Melt 2 Tbs. butter in a non-reactive saucepan and stir in one small onion, chopped, and one large potato, roughly diced for one minute. Add 3.75 cup chicken stock and one bay leaf; simmer gently for 20 minutes or until vegetables are cooked. Remove bay leaf.

Slice finely 4 ounces of sorrel leaves and place in a food processor. Pour on the contents of the saucepan and whiz until vegetables are puréed and the sorrel is finely chopped.

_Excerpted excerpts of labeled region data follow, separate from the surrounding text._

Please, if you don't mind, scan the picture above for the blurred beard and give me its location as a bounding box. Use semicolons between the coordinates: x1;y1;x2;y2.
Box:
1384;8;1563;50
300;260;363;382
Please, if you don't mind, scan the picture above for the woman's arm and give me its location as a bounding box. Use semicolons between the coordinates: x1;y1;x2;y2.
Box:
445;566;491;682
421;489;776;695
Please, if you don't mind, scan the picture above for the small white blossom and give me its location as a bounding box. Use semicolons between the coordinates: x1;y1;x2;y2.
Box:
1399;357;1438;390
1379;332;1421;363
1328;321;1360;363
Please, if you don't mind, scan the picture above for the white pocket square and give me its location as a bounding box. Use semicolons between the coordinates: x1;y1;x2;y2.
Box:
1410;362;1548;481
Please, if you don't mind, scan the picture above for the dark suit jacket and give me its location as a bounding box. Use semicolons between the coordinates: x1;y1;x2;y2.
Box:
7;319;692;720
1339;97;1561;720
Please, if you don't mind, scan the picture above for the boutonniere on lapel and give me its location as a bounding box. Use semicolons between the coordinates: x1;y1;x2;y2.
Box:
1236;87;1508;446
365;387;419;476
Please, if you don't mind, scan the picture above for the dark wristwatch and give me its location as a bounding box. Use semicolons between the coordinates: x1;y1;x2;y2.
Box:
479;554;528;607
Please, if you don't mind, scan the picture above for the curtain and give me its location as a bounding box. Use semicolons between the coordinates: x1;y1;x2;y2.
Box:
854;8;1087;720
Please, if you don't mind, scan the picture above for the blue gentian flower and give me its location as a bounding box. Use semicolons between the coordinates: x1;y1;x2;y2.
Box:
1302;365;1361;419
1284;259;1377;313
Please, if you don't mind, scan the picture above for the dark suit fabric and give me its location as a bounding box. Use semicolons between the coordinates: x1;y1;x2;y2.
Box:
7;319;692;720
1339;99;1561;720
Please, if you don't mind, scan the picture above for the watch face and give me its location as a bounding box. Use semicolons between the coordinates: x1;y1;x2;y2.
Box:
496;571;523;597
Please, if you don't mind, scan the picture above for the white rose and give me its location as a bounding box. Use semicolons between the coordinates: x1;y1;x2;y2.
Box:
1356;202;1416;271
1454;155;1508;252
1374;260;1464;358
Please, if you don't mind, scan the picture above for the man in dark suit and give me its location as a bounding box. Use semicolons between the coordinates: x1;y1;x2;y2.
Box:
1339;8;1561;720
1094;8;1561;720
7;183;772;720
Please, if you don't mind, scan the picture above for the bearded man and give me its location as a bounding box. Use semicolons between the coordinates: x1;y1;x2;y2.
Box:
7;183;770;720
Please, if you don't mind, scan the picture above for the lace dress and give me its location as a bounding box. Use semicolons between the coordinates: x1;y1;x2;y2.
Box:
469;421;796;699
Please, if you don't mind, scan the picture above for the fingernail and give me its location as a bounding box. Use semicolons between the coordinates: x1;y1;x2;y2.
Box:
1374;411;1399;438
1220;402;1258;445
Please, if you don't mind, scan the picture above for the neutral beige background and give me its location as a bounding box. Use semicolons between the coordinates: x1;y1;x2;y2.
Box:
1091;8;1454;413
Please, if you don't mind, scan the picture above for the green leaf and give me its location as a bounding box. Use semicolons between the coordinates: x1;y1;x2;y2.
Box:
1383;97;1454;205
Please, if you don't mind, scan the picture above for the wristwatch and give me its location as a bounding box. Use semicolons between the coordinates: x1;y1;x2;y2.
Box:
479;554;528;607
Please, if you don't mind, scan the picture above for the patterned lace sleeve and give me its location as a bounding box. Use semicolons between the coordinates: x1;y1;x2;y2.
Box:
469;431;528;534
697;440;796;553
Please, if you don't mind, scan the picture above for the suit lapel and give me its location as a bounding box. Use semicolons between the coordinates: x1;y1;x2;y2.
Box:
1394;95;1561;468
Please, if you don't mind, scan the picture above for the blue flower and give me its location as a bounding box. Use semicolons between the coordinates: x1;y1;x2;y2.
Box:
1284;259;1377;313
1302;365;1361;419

Return to the saucepan and reheat. Mix two egg yolks with 2/3 cup heavy cream and add to the pan. Cook until thickened, but do not allow to boil. Add 4 Tbs. white wine, 2 Tbs. butter, and season with salt and pepper to taste. Serve at once. Makes 4 servings.

Vegetable gardening class

Roxanne Kapitan, of Middletown Nursery and Oakleaf Landscape, invites those who are interested in learning how to do their own vegetable gardens to a series of comprehensive gardening classes, “The Backyard Vegetable Garden from Seed to Harvest.” Please call 508-696-7600 for more information.

Attention landscapers

In an era of increasing house density, ornamental hedges and shrubs present some of the best available cover for nesting birds. Bird populations face more threats to their existence than ever, as census counts of migratory species continue to fall each year. Please be aware of nesting birds as you trim bushes and hedges at this time of year. To avoid carnage, the sooner in spring hedges can be trimmed, the better.

Please also take care to secure plastic debris in the backs of trucks: a highly visible percentage of Island roadside trash can be traced back to the Green Industry.